Wisconsin voters gave school districts the authority to issue the highest amount of debt amid the highest rate of referenda passage since 2000, a report from a policy research organization showed.
Of 81 school construction referendums across the state, 64 referendums or 79% passed after the Nov. 8 midterm election, the Wisconsin Policy Forum reported. In 57 successful referenda, voters allowed school districts to issue up to nearly $2.1 billion in debt, the report adds. In sheer dollar amount, no other referenda have surpassed $1.8 million since 2000.
Voters allowed up to $506.1 million in recurring and non-recurring taxes for district operations for the next few years, the policy forum report showed.
Researchers said the number of school construction items on the ballot and rate of passage were comparable to rates in 2000: In 2022, ballots had the second-highest number of questions in any year since 2000 and the third-highest overall passage rate since the same year. In 2022, passage rates were 80.1%, and rates were 85.6% in 2020 and 89.7% in 2018.
School districts can only collect a certain amount of revenue from local property taxes and state general school aids, both of which state law limits, the report said. District officials turned to voters to decide whether districts can raise property taxes beyond state caps to fund capital projects or raise ongoing spending on education on a permanently recurring or temporarily nonrecurring basis.
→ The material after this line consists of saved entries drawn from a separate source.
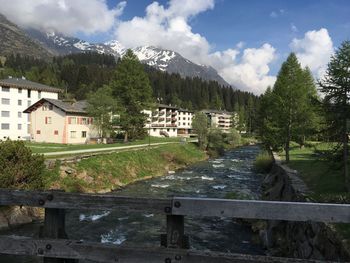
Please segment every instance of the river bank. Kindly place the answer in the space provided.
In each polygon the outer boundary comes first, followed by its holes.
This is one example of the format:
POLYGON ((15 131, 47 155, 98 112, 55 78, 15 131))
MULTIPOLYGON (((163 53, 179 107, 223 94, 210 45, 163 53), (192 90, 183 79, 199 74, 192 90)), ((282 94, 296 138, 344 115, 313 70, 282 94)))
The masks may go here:
MULTIPOLYGON (((129 197, 192 196, 225 198, 235 192, 259 199, 262 175, 255 173, 253 162, 258 146, 244 146, 227 151, 223 156, 199 161, 174 173, 129 183, 113 191, 129 197)), ((35 237, 40 223, 27 224, 3 232, 35 237)), ((263 255, 264 250, 253 241, 250 226, 232 218, 186 217, 186 235, 192 249, 263 255)), ((135 213, 126 210, 67 210, 66 232, 70 239, 111 243, 123 246, 159 246, 160 234, 166 232, 164 214, 135 213)), ((23 263, 7 257, 1 262, 23 263)))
Steve Summers, executive director of operations at the Waunakee School District, said the district’s operational referendum question was driven by a “disconnect” between rising costs and frozen state funding, the Wisconsin State Journal reported.
The number of school districts asking voters to approve referendums this fall was evidence that many places “deciding that the current limits are not adequate for their needs,” Wisconsin Association of School Boards director of government relations Dan Rossmiller told the Wisconsin State Journal.
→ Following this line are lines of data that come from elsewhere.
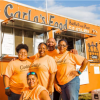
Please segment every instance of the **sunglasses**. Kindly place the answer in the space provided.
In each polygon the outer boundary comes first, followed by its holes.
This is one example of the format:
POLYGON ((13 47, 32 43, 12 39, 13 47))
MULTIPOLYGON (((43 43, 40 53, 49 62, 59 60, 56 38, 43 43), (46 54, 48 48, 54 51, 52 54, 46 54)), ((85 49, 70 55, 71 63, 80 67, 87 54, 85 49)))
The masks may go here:
POLYGON ((36 75, 37 76, 37 74, 35 72, 29 72, 29 73, 27 73, 27 76, 28 75, 36 75))

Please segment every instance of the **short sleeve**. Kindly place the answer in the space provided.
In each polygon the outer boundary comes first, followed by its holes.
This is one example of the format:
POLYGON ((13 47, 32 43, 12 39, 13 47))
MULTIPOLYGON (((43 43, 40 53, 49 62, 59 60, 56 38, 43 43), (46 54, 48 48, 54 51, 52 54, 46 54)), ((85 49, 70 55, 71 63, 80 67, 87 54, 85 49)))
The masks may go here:
POLYGON ((41 86, 41 85, 38 85, 38 87, 37 87, 37 89, 36 89, 36 95, 37 95, 37 97, 39 97, 39 95, 40 95, 40 93, 41 93, 42 91, 46 91, 46 92, 49 94, 48 90, 47 90, 45 87, 43 87, 43 86, 41 86))
POLYGON ((81 65, 82 62, 85 59, 83 56, 80 56, 78 54, 73 54, 73 58, 74 58, 74 60, 75 60, 75 62, 76 62, 77 65, 81 65))
POLYGON ((12 76, 13 72, 14 72, 13 61, 11 61, 8 63, 4 75, 6 75, 10 78, 12 76))
POLYGON ((54 73, 54 72, 57 71, 56 62, 55 62, 55 60, 54 60, 52 57, 50 57, 50 58, 48 59, 48 65, 49 65, 49 72, 50 72, 50 73, 54 73))
POLYGON ((29 58, 32 59, 32 60, 35 60, 38 57, 39 57, 39 53, 36 53, 35 55, 30 56, 29 58))

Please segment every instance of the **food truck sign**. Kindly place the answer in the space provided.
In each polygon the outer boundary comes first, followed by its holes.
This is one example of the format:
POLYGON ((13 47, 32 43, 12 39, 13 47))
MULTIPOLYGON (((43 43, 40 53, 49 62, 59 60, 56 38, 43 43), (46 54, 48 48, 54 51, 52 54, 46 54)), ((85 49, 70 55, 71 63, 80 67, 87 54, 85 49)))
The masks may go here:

The latest state budget increased general school aid by $381.9 million in the current 2022-23 school year without authorizing an increase in per pupil revenue caps per district, the policy forum said. Those two actions combined will provide more state money to school districts but prevent them from spending it, causing substantial downward pressure on local property taxes, the report added.
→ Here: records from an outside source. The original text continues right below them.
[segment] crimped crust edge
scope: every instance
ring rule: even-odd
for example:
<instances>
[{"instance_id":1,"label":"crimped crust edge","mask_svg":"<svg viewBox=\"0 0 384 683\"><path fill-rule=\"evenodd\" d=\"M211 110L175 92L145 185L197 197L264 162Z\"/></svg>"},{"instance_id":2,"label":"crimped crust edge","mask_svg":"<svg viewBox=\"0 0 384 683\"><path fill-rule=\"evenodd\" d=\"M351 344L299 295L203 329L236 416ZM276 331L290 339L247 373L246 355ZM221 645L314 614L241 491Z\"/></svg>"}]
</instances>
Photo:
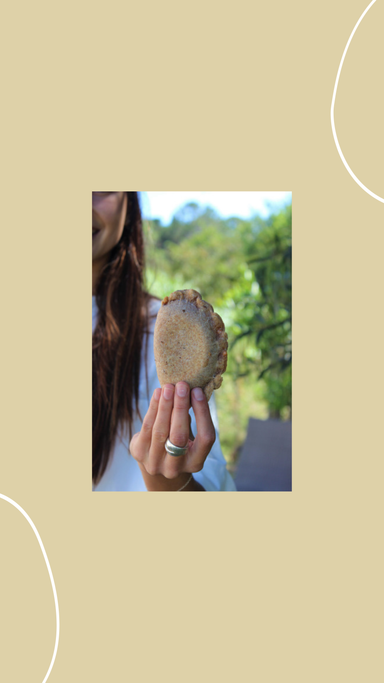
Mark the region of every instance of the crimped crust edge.
<instances>
[{"instance_id":1,"label":"crimped crust edge","mask_svg":"<svg viewBox=\"0 0 384 683\"><path fill-rule=\"evenodd\" d=\"M211 306L208 301L204 301L200 292L198 292L196 289L177 289L169 296L164 297L161 305L167 306L172 301L180 300L189 301L190 303L194 304L196 308L204 310L205 313L210 316L214 330L216 332L216 338L219 347L216 372L208 384L206 384L205 387L202 387L207 401L209 401L213 391L215 389L219 389L221 386L223 382L222 375L227 369L228 335L225 332L225 325L219 314L214 312L213 306Z\"/></svg>"}]
</instances>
The referendums asking for the most money which passed in November were the Waunakee Community School District with $175 million, the Appleton Area School District with $129.8 million, the Menasha Joint School District with $99.7 million, the Eau Claire Area School District with $98.6 million and the Green Bay Area School District with $92.6 million. Referendums usually asked for money to improve currently existing school facilities or build new ones.